Otro tanto con Mariette, la criada de su madre que le brindó el cariño que ella le negó. En su diario, Baudelaire reza por el descanso de su alma, o le pide, que mas allá de la muerte, le de fuerzas para llevar a cabo su obra. La servante au grand cœur…es un conmovedor poema donde contrasta la imagen sencilla y cariñosa de esta mujer con la de su madre. Sara, apodada la louche por su estrabismo, le inició en el negocio de la carne y le contagió de blenorragia. Aglaé Savatier, La Presidente, fue otro de sus amores intensos y secretos. Hija de una lavandera y padre desconocido, fue inicialmente extra de la ópera, donde conoció a un rico que la hizo su amante y la llevó a vivir en el elegante distrito noveno de Paris, donde agasajaba a artistas y escritores como Théophile Gautier, Maxime Du Camp, Ernest Feydeau o Flaubert. Baudelaire estuvo perdidamente enamorado de ella y durante un lustro le escribió y envió poemas de forma anónima, ardientes de sensualidad y misticismo.

Tras haber revolucionado la lírica de su tiempo, Baudelaire se empeñó en la creación de un lenguaje nuevo, los “petits poèmes en prose” que enunciaran los cambios de las metrópolis del capitalismo, que como pozos infectos crecían y crecían en todos los continentes. Le Spleen de Paris fue resultado de ese esfuerzo, rompiendo las formas tradicionales del discurso y la sintaxis de la prosa, anunciando las liberaciones narrativas de Proust y Joyce, mientras cuestionaba los mitos nacidos en las revoluciones “proletarias” decimonónicas, con sus mitos de igualdad, libertad y fraternidad. Unas democracias hechas a la medida de quien ejerce el poder de someter al resto.

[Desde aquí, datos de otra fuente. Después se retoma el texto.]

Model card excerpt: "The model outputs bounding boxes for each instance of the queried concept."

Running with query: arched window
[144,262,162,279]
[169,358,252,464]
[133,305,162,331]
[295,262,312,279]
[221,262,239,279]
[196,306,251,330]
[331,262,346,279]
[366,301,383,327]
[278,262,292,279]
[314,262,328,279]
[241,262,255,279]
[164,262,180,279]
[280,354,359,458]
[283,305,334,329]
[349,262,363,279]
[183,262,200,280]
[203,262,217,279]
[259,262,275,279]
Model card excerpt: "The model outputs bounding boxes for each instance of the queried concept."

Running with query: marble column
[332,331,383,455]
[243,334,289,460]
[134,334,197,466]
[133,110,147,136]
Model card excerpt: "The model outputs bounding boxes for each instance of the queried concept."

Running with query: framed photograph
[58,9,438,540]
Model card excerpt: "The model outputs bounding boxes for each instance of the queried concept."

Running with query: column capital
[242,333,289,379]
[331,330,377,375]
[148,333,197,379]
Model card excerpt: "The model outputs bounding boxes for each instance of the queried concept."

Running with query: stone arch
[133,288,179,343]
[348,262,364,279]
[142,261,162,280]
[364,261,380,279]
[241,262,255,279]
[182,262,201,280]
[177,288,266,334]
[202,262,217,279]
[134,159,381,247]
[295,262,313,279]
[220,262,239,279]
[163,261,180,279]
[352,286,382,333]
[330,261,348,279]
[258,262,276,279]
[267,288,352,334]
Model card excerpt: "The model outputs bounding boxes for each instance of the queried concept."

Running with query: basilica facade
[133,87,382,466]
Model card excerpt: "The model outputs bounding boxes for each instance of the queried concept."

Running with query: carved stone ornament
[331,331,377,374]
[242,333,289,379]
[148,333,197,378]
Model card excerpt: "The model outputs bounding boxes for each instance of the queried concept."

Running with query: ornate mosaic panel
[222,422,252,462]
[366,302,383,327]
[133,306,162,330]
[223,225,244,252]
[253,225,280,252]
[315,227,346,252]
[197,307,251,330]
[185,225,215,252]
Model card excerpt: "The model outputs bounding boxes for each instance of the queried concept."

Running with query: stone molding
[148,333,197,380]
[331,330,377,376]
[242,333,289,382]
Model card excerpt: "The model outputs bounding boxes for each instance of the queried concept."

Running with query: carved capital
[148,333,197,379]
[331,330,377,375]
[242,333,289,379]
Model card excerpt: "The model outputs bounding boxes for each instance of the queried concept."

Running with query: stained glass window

A la montaña he subido, dichoso el corazón.

Desde allí, enteramente, puede verse la ciudad:

purgatorio, lupanares, infierno, hospitales, prisión.

Agobiado por la pobreza, las enfermedades, el láudano, con catadura de anciano, pensando que podía vender algunas de sus obras y cobrar por variadas conferencias, Baudelaire dejó Paris hacia Bélgica en 1864. Se guareció durante dos años en el Hotel du Grand Miroir, donde permaneció, sobrellevando una estancia miserable. Hundido en el opio y el alcohol, durante una visita a la casa del grabador Félicien Rops sufrió un colapso, agravado por la sífilis. Fue internado en varias clínicas hasta donde llegó su madre, que al verle imposibilitado de hablar le llevó a Paris, a un sanatorio que curaba con tratamientos hídricos, donde murió el 31 de agosto de 1867. Allí le visitaron Sainte-Beuve, Nadar y Manet, cuyas esposas interpretaron al piano fragmentos del Tannhäuser, de Wagner, a quien tanto admiraba. Pasó 17 meses sin poder hablar, en un estado afásico que le permitía entender qué ocurría, pero no podía expresarse.

Se cree que la hemorragia cerebral que le mató fue producida por la infección, otra de la pestes de la carne.

Así le retrató Guillermo Valencia:

De Lucifer, un lampo sobre tu sien destella

y en tu lira de oro gime un Edén perdido;

las pomas exprimiste del árbol maldecido     

y el beso de Caín tu heroico labio sella.

Del exótico Oriente se delata la huella

en el ámbar y el sándalo de tu verso fluido;

en las hupas monstruosas de tu amor dolorido;

en tus pomas letales y en tu mágica estrella.

Al litúrgico acento de tu voz, un perfume

y un fuego primordial nos embriaga y consume,

en el dolor votivo, como a sutil incienso.

Y artífice sin par de la férvida Europa,

tiendes eternamente tu burilada copa

a la sed de belleza y a su anhelar inmenso.